Hay libros que lees, disfrutas (o no) y sigues con tu vida. Hay otros que, como un virus latente, permanecen en tu memoria. Y luego está «Solenoide», que se mete en tu cabeza y se apropia de ella como un huésped insistente, un inquilino que no paga renta y que, de paso, te cambia la cerradura de la percepción de la realidad. Mircea Cărtărescu no escribió solo una novela, escribió un agujero negro literario que te absorbe y te escupe en una Bucarest retorcida, donde la realidad es más inestable que un castillo de naipes en una tormenta y toda frontera entre lo real y lo onírico se tambalea al vaivén de las palabras.
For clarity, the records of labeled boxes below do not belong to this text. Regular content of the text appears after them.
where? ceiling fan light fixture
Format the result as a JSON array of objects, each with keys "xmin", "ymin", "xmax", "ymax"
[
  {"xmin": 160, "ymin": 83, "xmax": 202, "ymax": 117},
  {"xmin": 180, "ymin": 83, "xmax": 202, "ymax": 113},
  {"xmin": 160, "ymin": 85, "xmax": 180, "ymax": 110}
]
Leer «Solenoide» es como soñar dentro de un sueño… y de repente darte cuenta de que no sabes si sigues soñando o si ya estás despierto. Su protagonista —un escritor frustrado que sobrevive como profesor en una escuela gris— nos arrastra a través de sus delirios, paranoias y epifanías con un fervor casi místico. Y lo peor (o lo mejor) es que, a medida que avanzas, empiezas a preguntarte si lo que estás leyendo tiene algún sentido o si en algún punto de la novela firmaste, sin darte cuenta, un pacto con la locura.
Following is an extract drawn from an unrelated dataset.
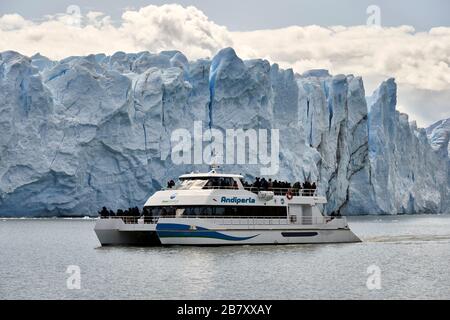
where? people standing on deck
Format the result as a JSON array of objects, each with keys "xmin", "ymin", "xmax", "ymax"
[{"xmin": 311, "ymin": 182, "xmax": 317, "ymax": 196}]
Cărtărescu escribe como quien lanza hechizos: hay párrafos que son pura magia, momentos de una belleza tan abrumadora que dan ganas de enmarcarlos y colgarlos en el salón. Pero, seamos honestos, también hay capítulos que se asemejan más a una prueba de resistencia que a una lectura placentera, con párrafos densos que te hacen cuestionar si realmente necesitas este nivel de introspección o si, de alguna forma, te has metido en una madriguera sin salida. Porque dentro de esta vorágine de pensamientos, hay páginas que fluyen como un río y otras que parecen un pantano en el que te hundes lentamente, preguntándote si alguna vez volverás a ver la luz del día. Y, sin embargo, incluso en esos momentos, la novela nunca pierde su capacidad de fascinar.

No es un libro para todo el mundo. Si te gusta el existencialismo, el realismo mágico y la literatura que desafía cualquier noción de lógica, este libro es para ti. Si prefieres las historias con un principio, un nudo y un desenlace claro… bueno, quizás «Solenoide» no sea tu mejor opción (o sí, si te gusta el masoquismo intelectual).

Escuché a un crítico decir que es la gran novela del siglo XXI. No me atrevo a ir tan lejos (él sabrá más que yo), pero sí sé que, con el tiempo, este libro se quedará dando vueltas en la cabeza de muchos lectores (al menos en la mía). Y si no, siempre me quedará la experiencia de haber viajado por una de las novelas más extrañas, intensas y fascinantes que se han escrito.